Poster Display - 102
Sedation enhanced success and predictors of failure in hydrostatic reduction of intussusception: A single surgeon experience.
ABIRAMI KRITHIGA JAYAKUMAR
RAINBOW CHILDRENS HOSPITAL, CHENNAI, INDIA
Purpose: To analyse the role and effectiveness of sedation and caudal block in enhancing the success rate of hydrostatic reduction of intussusception in children, and to identify clinical and radiological predictors contributing to failed reductions, based on the initial independent experience of a single pediatric surgeon.
Method: Medical records of 18 children who underwent ultrasound-guided hydrostatic reduction of intussusception over 2.9 years were retrospectively reviewed. Patient demographics, clinical presentation, and sonographic parameters, including type and length of intussusception, presence of a lead point, and free peritoneal fluid, were systematically analysed.

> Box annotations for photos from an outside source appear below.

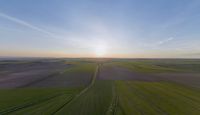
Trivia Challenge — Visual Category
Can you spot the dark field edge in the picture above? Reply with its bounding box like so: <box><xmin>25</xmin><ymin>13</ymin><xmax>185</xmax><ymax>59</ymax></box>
<box><xmin>17</xmin><ymin>72</ymin><xmax>60</xmax><ymax>88</ymax></box>
<box><xmin>52</xmin><ymin>65</ymin><xmax>99</xmax><ymax>115</ymax></box>
<box><xmin>0</xmin><ymin>94</ymin><xmax>63</xmax><ymax>115</ymax></box>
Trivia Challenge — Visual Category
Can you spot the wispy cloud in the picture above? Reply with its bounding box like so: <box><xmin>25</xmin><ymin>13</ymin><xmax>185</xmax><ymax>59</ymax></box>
<box><xmin>0</xmin><ymin>12</ymin><xmax>55</xmax><ymax>37</ymax></box>
<box><xmin>156</xmin><ymin>37</ymin><xmax>174</xmax><ymax>45</ymax></box>
<box><xmin>0</xmin><ymin>12</ymin><xmax>80</xmax><ymax>45</ymax></box>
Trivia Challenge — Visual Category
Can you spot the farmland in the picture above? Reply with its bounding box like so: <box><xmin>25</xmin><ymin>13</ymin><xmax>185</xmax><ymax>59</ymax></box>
<box><xmin>0</xmin><ymin>59</ymin><xmax>200</xmax><ymax>115</ymax></box>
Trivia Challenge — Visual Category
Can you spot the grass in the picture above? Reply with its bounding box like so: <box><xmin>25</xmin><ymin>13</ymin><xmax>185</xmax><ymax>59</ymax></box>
<box><xmin>57</xmin><ymin>81</ymin><xmax>112</xmax><ymax>115</ymax></box>
<box><xmin>0</xmin><ymin>88</ymin><xmax>80</xmax><ymax>114</ymax></box>
<box><xmin>116</xmin><ymin>81</ymin><xmax>200</xmax><ymax>115</ymax></box>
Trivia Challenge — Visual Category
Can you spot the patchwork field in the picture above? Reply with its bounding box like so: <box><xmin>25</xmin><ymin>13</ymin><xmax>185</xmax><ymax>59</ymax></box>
<box><xmin>0</xmin><ymin>59</ymin><xmax>200</xmax><ymax>115</ymax></box>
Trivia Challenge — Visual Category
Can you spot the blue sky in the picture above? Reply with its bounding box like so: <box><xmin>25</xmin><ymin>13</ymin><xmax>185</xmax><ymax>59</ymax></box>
<box><xmin>0</xmin><ymin>0</ymin><xmax>200</xmax><ymax>58</ymax></box>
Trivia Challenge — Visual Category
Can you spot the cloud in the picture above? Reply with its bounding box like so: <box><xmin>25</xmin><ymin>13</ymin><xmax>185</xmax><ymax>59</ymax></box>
<box><xmin>0</xmin><ymin>12</ymin><xmax>80</xmax><ymax>46</ymax></box>
<box><xmin>0</xmin><ymin>12</ymin><xmax>55</xmax><ymax>37</ymax></box>
<box><xmin>156</xmin><ymin>37</ymin><xmax>174</xmax><ymax>45</ymax></box>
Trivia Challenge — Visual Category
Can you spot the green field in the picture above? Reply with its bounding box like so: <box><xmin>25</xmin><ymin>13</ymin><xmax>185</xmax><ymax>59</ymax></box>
<box><xmin>0</xmin><ymin>59</ymin><xmax>200</xmax><ymax>115</ymax></box>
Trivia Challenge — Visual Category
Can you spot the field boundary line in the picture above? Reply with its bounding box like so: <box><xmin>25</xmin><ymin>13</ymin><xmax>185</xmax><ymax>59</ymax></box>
<box><xmin>52</xmin><ymin>65</ymin><xmax>100</xmax><ymax>115</ymax></box>
<box><xmin>0</xmin><ymin>94</ymin><xmax>63</xmax><ymax>115</ymax></box>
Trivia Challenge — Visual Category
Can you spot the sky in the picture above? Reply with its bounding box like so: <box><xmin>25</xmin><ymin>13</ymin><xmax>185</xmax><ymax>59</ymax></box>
<box><xmin>0</xmin><ymin>0</ymin><xmax>200</xmax><ymax>58</ymax></box>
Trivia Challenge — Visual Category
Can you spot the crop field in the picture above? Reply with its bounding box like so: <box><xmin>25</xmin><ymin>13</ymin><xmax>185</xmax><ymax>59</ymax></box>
<box><xmin>0</xmin><ymin>59</ymin><xmax>200</xmax><ymax>115</ymax></box>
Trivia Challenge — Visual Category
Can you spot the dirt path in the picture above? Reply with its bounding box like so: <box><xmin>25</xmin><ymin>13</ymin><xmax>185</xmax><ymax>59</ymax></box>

Result: The overall success rate of hydrostatic reduction was 88%. One child underwent successful reduction in the ultrasound suite without sedation. Six children were successfully reduced on the first attempt under sedation, while seven required a second attempt with caudal block, all of which were successful. Four children underwent open surgery; among them, one had a pathological lead point necessitating bowel resection and anastomosis. Factors significantly associated with failed reduction included delayed presentation, clinical signs of shock, abdominal distension, and complex sonographic types such as ileo-ileo-colic and ileo-colo-colic intussusception.
Conclusion:
Hydrostatic reduction of intussusception can be safely and effectively performed under sedation in children. The use of a caudal block significantly improves the success rate, particularly in repeat attempts. Among the factors influencing outcome, the type of intussusception, the presence of a pathological lead point, and abdominal distention emerged as the most significant predictors of failed reduction. Careful patient selection and timely intervention are key to optimizing non-operative management.